A couple of days back, I was asked if I sought a partner. I gave a vague answer because it's been ages since I thought about it at all. Two years back, the answer would have been a resounding yes. Not today though. I grew up with a dream to share myself with a like-minded individual who would understand me, support my dreams and be there unconditionally by my side. And vice versa. It never happened. Perhaps, I was too quirky for everyone. Men get smitten with my eccentricity; eventually it begins intimidating them. They then try changing me. Trust me, I have tried to help them in that quest too but you cannot draw a whole ocean into a 2 mL syringe, right?
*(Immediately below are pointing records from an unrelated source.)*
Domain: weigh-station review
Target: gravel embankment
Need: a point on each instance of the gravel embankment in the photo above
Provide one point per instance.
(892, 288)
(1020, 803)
We would fail in the exercise and part ways. I got exhausted. Then came self-acceptance and self-love. And I stopped needing people exclusively. What would an additional person contribute to? I have everything I need including my nine hours of sleep, a happy heart and a calm mind. If we try looking for more, there is no end to it. I know some people, who even if I don't stay in touch with on a daily basis will drop everything and be by my side when needed. I would do the same for them. My space is absolutely sacred. I'm not sure if there is an individual who can treat me as good as I treat myself; getting treated better is way too far-fetched. I cannot go through more of emotional trauma as healing from it wastes a lot of tears and time. This is a state of equilibrium. It's going to take a lot for anyone to touch it. I have a plan for myself till the end of life and that doesn't involve a partner for sure.